Lampung Tengah, 15 April 2026 — Program Koperasi Desa Merah Putih (KDMP) terus menunjukkan perkembangan signifikan di berbagai wilayah Indonesia. Pemerintah pusat bersama daerah saat ini tengah mempercepat operasional koperasi sebagai upaya memperkuat ekonomi desa berbasis gotong royong.
Memasuki tahun 2026, percepatan pembentukan koperasi menjadi fokus utama. Pemerintah menargetkan puluhan ribu koperasi desa dapat beroperasi dalam waktu dekat. Bahkan, hingga April 2026 ditargetkan sekitar 20.000 hingga 30.000 koperasi sudah siap berjalan di seluruh Indonesia.

Tidak hanya itu, dalam skala lebih besar, pemerintah optimistis jumlah koperasi aktif akan terus meningkat hingga mencapai 60.000 unit pada akhir tahun 2026 sebagai bagian dari penguatan ekonomi rakyat secara nasional.
Didukung Anggaran Besar dan Kebijakan Strategis
Keseriusan pemerintah terlihat dari kebijakan terbaru terkait dana desa. Dalam regulasi tahun 2026, sekitar 58% dana desa dialokasikan khusus untuk mendukung pembentukan dan operasional Koperasi Merah Putih, dengan total mencapai puluhan triliun rupiah secara nasional.
Dana tersebut digunakan untuk pembangunan fasilitas koperasi, seperti gerai usaha, gudang logistik, hingga penguatan operasional dan permodalan. Hal ini diharapkan mampu menjadikan koperasi sebagai pusat aktivitas ekonomi desa.
Peran Strategis dalam Ekonomi Desa
Koperasi Desa Merah Putih dirancang tidak hanya sebagai lembaga simpan pinjam, tetapi juga sebagai:
- pusat distribusi kebutuhan pokok
- penggerak UMKM desa
- penguat ketahanan pangan
- pencipta lapangan kerja baru
Program ini bahkan mulai melibatkan sektor swasta, termasuk dukungan logistik dan distribusi untuk memperlancar rantai pasok di tingkat desa.
Masih Hadapi Tantangan di Lapangan
Meski perkembangan cukup pesat, pemerintah mengakui masih terdapat sejumlah tantangan, seperti:
- koperasi yang belum optimal beroperasi
- kesiapan sumber daya manusia
- manajemen dan pengawasan di daerah
Namun, hal ini dinilai sebagai bagian dari proses awal implementasi program berskala nasional yang melibatkan ribuan desa dengan kondisi berbeda-beda.

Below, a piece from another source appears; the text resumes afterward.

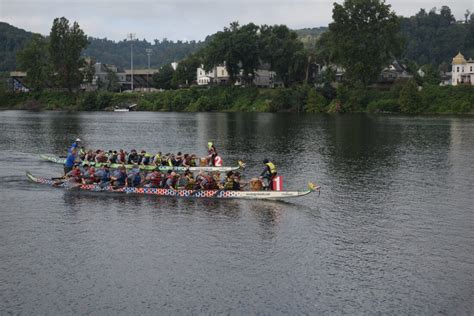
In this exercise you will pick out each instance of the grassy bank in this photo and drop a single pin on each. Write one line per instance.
(401, 98)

Untuk itu, pemerintah terus mendorong pendampingan dan pembinaan agar koperasi dapat berjalan efektif dan berkelanjutan.
Menuju Pilar Ekonomi Nasional
Dengan skala yang masif dan dukungan kebijakan yang kuat, Koperasi Desa Merah Putih diproyeksikan menjadi pilar utama ekonomi kerakyatan Indonesia. Program ini tidak hanya berorientasi pada pertumbuhan ekonomi, tetapi juga pada pemerataan kesejahteraan dari desa.
Jika implementasi berjalan optimal, koperasi desa diyakini akan menjadi fondasi baru ekonomi nasional—dimulai dari desa, untuk Indonesia.